Buster's bone mishap
Poor Buster had quite an ordeal last month. His owner brought him into the clinic as he was feeling very poorly. He had been vomiting intermittently for a few days and the vomit was tinged with blood. Buster was also off his food and just not himself. After getting a full history from his owner, Dr Lan Tran worked out that he had been given a lamb shank bone a few days early.
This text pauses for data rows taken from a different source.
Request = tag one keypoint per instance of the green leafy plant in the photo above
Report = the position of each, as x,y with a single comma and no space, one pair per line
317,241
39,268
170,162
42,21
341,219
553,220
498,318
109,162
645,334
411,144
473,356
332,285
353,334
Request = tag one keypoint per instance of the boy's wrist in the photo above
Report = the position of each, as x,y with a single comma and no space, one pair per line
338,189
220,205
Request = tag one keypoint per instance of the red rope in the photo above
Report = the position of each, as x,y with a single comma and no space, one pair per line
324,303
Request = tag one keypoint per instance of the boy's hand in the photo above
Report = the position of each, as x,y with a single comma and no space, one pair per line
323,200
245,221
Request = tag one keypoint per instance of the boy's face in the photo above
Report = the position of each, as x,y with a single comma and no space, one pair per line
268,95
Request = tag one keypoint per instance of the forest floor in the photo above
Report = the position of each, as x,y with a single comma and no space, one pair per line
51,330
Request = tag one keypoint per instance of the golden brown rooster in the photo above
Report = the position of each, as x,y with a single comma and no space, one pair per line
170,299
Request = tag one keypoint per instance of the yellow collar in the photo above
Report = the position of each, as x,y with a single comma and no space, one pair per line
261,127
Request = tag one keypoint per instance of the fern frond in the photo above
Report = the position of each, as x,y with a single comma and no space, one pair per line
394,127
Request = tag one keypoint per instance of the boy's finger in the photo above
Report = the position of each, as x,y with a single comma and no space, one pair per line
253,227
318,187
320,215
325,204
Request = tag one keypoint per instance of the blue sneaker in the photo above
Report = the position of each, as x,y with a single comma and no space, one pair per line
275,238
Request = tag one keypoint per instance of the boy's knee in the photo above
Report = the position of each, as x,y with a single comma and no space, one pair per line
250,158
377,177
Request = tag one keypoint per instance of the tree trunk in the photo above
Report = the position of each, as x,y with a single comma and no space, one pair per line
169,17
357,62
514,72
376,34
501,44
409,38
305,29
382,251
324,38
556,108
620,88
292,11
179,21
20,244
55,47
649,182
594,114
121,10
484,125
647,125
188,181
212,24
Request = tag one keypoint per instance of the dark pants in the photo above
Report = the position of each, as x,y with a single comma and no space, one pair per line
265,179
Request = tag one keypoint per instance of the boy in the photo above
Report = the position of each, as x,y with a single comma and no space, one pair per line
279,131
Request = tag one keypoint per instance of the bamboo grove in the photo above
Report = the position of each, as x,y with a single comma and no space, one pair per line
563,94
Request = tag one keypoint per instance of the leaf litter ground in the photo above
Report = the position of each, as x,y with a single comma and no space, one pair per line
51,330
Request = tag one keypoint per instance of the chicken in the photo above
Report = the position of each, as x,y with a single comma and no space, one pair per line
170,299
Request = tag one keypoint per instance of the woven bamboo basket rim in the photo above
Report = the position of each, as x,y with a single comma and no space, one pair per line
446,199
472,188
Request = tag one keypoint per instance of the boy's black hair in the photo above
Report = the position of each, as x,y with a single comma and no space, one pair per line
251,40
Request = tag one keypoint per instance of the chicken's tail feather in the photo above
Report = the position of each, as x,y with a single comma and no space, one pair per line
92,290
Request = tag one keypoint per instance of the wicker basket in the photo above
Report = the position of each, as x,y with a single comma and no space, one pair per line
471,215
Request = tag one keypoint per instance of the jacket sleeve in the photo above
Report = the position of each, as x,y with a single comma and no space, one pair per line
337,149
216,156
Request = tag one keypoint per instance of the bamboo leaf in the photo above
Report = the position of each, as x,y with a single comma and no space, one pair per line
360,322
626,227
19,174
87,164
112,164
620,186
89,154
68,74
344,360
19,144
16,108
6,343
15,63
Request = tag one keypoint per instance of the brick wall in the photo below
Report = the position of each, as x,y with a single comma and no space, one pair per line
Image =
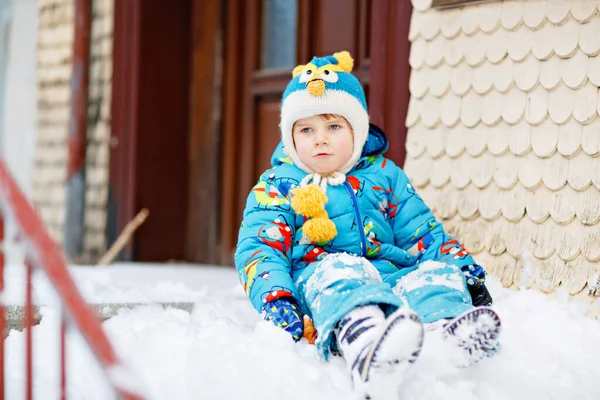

Due to this and his symptoms, she suspected a foreign body; so the next step was to take an x-ray of Buster's abdomen and chest.
Dr Lan admitted Buster and Nurse Rebecca helped to sedate him for radiographs. Once the x-rays were taken it was apparent that poor Buster had what we call an oesophageal foreign body; the knuckle of the shank was lodged in his oesophagus. Due to the placement of the bone, with the splintered edge towards the stomach, and the fact it had been in stuck for a few days, there was a great risk that the bone might perforate Buster's oesophogus. Considering that Buster would require 24-hour intensive veterinary care, Dr Lan decided to refer Buster to Melbourne Veterinary Specialist Centre where he underwent surgery to remove the foreign body.
At the emergency centre, they identified the bone using an endoscopy and grasped it with a tool. With a bit of lube and a moderate degree of force, they managed to remove the bone via his mouth. Unfortunately, Buster was not out of the woods yet as the bone had caused some trauma to his oesophagus. He underwent a procedure to determine whether his throat had been perforated and to remove air and fluid if necessary. A small amount of air was removed. 15 minutes later Buster underwent the procedure again and this time no air was present. He moved into recovery and stayed overnight to be monitored.
Buster was able to go home the next day under the careful eye of his mum. He continues to improve everyday and is much happier in himself. Due to the trauma in his throat, Buster is currently being hand-fed. This ensures that he eats much slower, which is the best for his recovery. Buster's owner reports that he is doing much better, and hopefully with time, he will continue to improve.